The check-in experience could have been smoother, I guess. I have a few words in Russian, which generally is spoken by people in Tajikistan, and the lady at the counter may or may not have a few words of English, I will never know as she refused to try and converse, rather she would use her phone to tell me what she wanted – ie show me the money I was to hand over. Then I went up a few flights of steps with my bags to my room.
The price, incidentally, was $25US, and for hotels this was the cheapest of my trip. I stayed three nights but paid for four as I wasn’t sure of my plans and wanted to security of an extra night, so I don’t know what they made of me when I thanked them and left on the third morning. I left early because what I had planned as a day trip wasn’t going to work and I needed to stay at Iskander-Kul the fourth night rather than head all the way back to Dushanbe in one day.
The room was large. It was a strange assortment of tables, chairs, wardrobes and a bed, along with a TV and reverse cycle air conditioner/heater. None of the stuff really went together I guess. The bed was low and not very comfortable, and I didn’t really use the TV either. The rooms are above the shops on Rudaki Ave, and there’s a small balcony that wasn’t so clean.
The bathroom was a little pokey – considering how big the room was especially. A shower in the bathtub sort of deal. It wasn’t a great shower, the temperature changed hot to cold and hot again. I got to working out the rhythm, the water would sort of pulse before the hot turned to cold, and by the third shower I would know when to turn the shower head away. The mirror was small, all in all it was a bit cramped.
It’s not a hotel – it calls itself a ‘hostel’ although it’s not how we might think of a western hostel with dorm beds aplenty. Dushanbe is easy and cheap to get around with buses and trolleybuses too and a few go right past it on Rudaki Avenue, so the location is fairly practical.

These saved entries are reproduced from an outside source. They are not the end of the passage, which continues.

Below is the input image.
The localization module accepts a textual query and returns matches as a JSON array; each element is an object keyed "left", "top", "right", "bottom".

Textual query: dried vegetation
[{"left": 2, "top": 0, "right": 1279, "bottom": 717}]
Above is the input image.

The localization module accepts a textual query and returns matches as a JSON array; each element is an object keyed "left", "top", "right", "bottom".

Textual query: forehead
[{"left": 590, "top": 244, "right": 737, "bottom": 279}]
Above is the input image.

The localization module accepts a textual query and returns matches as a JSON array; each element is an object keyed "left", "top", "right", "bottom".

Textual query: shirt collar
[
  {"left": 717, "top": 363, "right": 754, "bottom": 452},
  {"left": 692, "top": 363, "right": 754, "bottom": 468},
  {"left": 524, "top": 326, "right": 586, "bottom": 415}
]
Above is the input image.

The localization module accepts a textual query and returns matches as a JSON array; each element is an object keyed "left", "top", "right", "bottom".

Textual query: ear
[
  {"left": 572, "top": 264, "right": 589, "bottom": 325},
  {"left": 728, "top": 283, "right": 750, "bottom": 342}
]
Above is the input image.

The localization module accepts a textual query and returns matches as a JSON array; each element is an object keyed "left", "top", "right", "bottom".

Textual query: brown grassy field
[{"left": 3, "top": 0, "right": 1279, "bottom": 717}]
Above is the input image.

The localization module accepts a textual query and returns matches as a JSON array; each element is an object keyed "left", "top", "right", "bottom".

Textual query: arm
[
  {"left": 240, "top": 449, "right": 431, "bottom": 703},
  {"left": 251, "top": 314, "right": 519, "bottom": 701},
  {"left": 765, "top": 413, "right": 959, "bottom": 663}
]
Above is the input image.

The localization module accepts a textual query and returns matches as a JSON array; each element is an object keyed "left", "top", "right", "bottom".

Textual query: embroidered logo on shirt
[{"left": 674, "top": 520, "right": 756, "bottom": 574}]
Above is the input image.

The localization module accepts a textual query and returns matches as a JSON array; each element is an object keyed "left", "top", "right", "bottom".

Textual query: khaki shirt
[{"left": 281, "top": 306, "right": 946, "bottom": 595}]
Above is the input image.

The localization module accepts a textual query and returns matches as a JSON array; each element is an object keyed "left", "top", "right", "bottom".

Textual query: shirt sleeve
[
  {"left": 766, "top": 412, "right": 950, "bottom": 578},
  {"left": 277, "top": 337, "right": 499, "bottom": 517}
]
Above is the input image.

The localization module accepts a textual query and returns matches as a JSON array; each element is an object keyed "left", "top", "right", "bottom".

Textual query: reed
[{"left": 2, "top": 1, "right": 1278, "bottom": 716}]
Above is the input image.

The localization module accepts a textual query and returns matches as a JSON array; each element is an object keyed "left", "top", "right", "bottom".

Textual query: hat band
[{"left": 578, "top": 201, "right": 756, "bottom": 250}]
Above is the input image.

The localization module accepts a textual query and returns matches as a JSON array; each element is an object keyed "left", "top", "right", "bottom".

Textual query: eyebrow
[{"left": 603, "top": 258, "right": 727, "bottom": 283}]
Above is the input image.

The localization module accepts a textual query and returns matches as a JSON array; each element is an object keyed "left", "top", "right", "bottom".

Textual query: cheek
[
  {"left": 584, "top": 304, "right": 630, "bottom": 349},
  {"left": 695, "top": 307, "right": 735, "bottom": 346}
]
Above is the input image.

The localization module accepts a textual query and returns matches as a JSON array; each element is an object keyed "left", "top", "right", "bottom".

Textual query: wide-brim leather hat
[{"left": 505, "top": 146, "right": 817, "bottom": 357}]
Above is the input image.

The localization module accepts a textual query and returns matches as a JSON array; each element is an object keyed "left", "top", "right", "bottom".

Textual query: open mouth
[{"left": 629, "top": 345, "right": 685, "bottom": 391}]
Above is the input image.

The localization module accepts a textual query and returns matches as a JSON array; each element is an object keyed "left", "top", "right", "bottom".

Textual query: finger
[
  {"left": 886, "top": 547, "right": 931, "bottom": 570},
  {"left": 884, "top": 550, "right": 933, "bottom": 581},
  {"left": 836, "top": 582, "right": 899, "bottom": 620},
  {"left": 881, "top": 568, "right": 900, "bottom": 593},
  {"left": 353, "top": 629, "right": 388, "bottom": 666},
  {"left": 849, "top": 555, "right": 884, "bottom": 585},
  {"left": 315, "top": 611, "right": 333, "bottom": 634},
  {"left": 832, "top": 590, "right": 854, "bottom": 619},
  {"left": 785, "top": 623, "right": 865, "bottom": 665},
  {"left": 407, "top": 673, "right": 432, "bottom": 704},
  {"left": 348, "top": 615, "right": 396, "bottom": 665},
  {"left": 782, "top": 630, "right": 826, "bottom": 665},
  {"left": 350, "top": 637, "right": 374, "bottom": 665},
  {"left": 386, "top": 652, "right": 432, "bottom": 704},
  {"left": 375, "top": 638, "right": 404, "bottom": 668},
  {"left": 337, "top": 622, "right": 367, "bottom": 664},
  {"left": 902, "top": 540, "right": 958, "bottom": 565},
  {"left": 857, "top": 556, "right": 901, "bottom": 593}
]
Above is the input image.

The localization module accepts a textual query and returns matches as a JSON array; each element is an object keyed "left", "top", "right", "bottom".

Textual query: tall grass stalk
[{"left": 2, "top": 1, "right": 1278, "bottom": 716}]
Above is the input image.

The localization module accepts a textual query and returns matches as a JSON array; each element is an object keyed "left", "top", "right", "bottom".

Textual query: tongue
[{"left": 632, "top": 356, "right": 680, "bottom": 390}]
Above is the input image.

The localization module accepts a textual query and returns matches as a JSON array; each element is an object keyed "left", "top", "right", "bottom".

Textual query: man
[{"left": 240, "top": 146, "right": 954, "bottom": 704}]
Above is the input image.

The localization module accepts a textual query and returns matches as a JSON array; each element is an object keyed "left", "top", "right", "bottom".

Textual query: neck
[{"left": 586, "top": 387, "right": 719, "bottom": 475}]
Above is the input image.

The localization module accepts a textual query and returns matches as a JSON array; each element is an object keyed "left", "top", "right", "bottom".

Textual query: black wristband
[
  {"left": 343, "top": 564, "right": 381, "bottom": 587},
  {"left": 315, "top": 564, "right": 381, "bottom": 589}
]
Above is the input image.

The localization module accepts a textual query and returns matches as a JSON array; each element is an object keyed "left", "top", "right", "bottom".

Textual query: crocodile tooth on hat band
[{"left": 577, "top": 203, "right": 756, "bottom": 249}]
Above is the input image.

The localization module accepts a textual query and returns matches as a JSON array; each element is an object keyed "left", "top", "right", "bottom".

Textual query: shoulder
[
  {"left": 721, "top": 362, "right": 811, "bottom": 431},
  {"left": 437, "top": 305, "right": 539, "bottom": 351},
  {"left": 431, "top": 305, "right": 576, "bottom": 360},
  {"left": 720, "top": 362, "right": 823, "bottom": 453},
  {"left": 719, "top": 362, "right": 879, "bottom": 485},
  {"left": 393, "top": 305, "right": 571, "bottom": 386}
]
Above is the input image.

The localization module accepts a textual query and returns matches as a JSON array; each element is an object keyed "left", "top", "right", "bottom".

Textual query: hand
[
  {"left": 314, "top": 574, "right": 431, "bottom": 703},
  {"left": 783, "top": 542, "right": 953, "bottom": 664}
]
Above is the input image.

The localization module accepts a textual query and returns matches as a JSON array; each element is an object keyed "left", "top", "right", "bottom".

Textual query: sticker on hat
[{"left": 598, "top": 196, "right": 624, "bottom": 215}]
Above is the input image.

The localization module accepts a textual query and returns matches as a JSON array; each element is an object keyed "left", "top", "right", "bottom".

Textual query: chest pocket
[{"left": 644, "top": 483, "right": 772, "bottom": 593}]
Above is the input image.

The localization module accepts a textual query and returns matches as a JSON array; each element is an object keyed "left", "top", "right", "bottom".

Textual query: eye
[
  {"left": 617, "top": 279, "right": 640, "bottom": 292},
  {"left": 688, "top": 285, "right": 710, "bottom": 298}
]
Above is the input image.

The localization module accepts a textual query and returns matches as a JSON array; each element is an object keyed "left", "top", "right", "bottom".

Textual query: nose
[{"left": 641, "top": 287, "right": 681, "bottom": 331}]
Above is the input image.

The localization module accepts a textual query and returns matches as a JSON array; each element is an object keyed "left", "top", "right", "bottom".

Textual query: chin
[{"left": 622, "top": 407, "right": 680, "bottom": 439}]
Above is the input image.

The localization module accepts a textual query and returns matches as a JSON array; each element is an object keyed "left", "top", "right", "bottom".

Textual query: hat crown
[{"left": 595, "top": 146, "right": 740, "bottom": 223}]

They did a load of washing for me, although it wasn’t ready nearly when they said it would be and I was leaving the next morning so I had stuff hanging in the room overnight to pack last minute the next day.
It’s a genuinely odd place, I saw no other tourists – or I should say non-Tajik visitors staying at the place the time I was there. I didn’t spend a lot of time in the room. I showed some people the photos of it and they were impressed (without knowing the price) so I feel like maybe my photos lie a bit on this one. Not that it was particularly shabby, it was fine and it was cheap. And more to the point it was just what I needed, no more and no less. Well, it is always nice to have someone who speaks your language and can tell you about the city you’re in, what to see and how to get there. But it’s not reasonable to expect people everyone you go to have good English.
Value for Money: 3/5
Total: 13.5/25 (54/100)
Thanks for stopping by today – May the Journey Never End!